Ce samedi, l'Union européenne (UE) et le Mercosur ont officialisé un accord de libre-échange marquant après plus de 25 ans de discussions. La signature s'est déroulée au Paraguay, en présence de la présidente de la Commission européenne, Ursula von der Leyen, qui a récemment déclaré : « Nous choisissons un commerce équitable au lieu de lourds droits de douane ».

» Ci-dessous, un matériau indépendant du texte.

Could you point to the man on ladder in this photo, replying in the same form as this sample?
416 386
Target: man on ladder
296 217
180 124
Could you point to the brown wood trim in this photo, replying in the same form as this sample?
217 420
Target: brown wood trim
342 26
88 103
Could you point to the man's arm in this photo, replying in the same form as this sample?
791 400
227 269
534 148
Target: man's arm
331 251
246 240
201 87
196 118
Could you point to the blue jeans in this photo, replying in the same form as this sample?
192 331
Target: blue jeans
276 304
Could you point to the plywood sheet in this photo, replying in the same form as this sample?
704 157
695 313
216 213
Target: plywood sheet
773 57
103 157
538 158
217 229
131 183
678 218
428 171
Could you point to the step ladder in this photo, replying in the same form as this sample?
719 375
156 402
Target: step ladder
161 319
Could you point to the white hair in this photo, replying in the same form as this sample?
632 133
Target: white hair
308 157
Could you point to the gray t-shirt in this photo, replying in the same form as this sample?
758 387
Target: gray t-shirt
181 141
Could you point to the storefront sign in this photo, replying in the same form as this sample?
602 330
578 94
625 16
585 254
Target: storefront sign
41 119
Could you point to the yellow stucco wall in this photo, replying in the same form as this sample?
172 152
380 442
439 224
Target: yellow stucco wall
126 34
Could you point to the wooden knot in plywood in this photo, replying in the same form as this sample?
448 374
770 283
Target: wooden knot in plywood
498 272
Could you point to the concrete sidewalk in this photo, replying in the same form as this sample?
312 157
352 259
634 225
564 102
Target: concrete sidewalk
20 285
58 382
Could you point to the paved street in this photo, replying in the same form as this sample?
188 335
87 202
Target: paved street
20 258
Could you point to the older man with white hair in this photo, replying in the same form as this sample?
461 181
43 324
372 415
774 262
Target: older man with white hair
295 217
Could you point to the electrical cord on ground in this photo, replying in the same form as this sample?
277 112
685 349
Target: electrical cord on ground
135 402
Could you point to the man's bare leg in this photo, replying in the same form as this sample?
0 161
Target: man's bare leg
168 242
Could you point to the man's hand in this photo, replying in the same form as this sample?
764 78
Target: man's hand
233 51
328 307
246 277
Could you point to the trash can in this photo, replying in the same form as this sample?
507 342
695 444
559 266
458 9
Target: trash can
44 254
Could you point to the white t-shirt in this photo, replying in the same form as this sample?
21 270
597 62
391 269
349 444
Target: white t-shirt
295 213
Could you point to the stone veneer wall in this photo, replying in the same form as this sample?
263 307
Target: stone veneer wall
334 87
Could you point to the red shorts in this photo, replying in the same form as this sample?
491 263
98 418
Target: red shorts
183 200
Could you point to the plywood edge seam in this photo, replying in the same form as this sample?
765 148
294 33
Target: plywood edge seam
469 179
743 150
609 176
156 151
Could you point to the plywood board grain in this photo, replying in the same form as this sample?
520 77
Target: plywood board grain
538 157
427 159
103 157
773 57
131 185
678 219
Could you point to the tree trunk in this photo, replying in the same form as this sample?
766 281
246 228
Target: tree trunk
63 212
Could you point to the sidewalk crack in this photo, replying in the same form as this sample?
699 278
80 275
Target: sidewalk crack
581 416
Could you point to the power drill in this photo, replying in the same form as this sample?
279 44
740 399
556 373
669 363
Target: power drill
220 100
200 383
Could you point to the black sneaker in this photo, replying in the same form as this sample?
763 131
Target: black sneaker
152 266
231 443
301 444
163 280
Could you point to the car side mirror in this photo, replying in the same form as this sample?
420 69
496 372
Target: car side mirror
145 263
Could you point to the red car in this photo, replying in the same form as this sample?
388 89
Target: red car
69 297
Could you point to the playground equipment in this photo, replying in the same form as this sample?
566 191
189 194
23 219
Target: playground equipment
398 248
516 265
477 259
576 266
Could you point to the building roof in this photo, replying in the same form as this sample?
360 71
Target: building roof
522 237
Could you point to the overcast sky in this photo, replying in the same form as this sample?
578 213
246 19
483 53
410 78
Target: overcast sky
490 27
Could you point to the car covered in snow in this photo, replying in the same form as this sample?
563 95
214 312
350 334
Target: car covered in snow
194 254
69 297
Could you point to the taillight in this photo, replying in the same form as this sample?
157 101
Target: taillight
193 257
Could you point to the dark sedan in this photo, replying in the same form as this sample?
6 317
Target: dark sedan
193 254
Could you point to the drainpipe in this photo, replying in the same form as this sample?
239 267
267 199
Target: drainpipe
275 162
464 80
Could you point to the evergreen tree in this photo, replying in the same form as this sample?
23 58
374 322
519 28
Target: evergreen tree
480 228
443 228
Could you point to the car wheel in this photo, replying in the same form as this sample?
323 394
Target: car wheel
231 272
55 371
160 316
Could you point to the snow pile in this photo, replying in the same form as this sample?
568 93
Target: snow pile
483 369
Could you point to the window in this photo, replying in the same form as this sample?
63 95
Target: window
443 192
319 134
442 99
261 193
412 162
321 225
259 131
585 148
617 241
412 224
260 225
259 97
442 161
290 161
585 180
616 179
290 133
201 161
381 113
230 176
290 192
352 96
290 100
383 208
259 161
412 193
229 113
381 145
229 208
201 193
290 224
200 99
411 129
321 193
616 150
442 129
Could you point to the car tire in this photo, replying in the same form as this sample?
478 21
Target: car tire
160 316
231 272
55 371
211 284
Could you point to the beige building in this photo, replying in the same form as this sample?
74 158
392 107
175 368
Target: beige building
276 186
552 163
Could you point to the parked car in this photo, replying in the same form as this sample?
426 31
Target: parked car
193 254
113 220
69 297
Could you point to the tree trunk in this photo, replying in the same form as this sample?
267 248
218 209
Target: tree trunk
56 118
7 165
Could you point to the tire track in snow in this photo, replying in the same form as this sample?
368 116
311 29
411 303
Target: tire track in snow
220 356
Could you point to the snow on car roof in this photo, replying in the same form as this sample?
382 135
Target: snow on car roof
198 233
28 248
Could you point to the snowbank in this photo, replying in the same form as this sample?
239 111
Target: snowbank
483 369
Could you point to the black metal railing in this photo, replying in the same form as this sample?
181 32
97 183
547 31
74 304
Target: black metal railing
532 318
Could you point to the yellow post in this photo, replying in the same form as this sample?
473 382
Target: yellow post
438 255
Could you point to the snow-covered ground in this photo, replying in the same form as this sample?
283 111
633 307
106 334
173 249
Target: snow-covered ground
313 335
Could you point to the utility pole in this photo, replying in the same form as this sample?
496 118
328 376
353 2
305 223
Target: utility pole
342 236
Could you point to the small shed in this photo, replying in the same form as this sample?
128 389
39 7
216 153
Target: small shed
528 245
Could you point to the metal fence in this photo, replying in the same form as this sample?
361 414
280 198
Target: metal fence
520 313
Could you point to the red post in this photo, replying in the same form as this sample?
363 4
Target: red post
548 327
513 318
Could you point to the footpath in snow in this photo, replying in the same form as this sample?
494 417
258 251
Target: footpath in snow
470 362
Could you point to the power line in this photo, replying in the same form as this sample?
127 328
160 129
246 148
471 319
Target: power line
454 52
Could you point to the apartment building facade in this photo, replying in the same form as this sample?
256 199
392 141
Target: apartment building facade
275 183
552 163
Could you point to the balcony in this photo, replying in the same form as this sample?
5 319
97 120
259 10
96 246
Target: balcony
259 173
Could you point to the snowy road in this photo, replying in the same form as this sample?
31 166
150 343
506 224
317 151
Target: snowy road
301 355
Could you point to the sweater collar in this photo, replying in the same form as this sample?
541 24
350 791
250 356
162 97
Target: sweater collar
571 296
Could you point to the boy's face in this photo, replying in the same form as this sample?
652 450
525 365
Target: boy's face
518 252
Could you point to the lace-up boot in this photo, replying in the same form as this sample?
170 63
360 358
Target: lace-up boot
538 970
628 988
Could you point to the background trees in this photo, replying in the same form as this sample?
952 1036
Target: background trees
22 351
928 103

Le traité, négocié depuis 1999, promet de dynamiser les échanges entre l'UE et les pays du Mercosur, à savoir l'Argentine, le Brésil, le Paraguay et l'Uruguay. Ensemble, ces nations représentent près de 700 millions de consommateurs, soit environ 30 % du PIB mondial. Selon Santiago Peña, président du Paraguay et de la présidence tournante du Mercosur, cet accord envoie un message clair en faveur du commerce international, surtout dans un contexte global marqué par des tensions croissantes.
Ce partenariat, basé sur des valeurs de collaboration, vise à offrir des bénéfices tangibles aux citoyens et aux entreprises des deux régions. En supprimant les droits de douane sur plus de 90 % des échanges, cet accord ouvre la voie à l'accroissement des exportations dans des secteurs variés, notamment l'automobile, les machines, ainsi que les produits agricoles européens. En retour, les produits sud-américains comme la viande, le sucre et le soja auront un accès privilégié au marché européen.
Cet accord arrive à un moment où le président américain, Donald Trump, a intensifié les droits de douane sur de nombreux produits, posant de nouvelles questions sur la dynamique commerciale mondiale. Malgré les opportunités offertes par ce traité, des manifestations ont été organisées dans plusieurs pays de l'UE et des critiques ont émergé au sein des sociétés civiles du Mercosur, indiquant des préoccupations sur les impacts possibles sur l'environnement et l'agriculture locale.
Pour Paul Rivière, analyste en commerce international, « cela pourrait transformer la relation entre l'Europe et l'Amérique du Sud, à condition que des mesures adaptées soient mises en place pour protéger des secteurs sensibles ». Avec cet accord, l'UE semble vouloir affirmer sa position dans un monde globalisé, tout en naviguant les défis politiques actuels.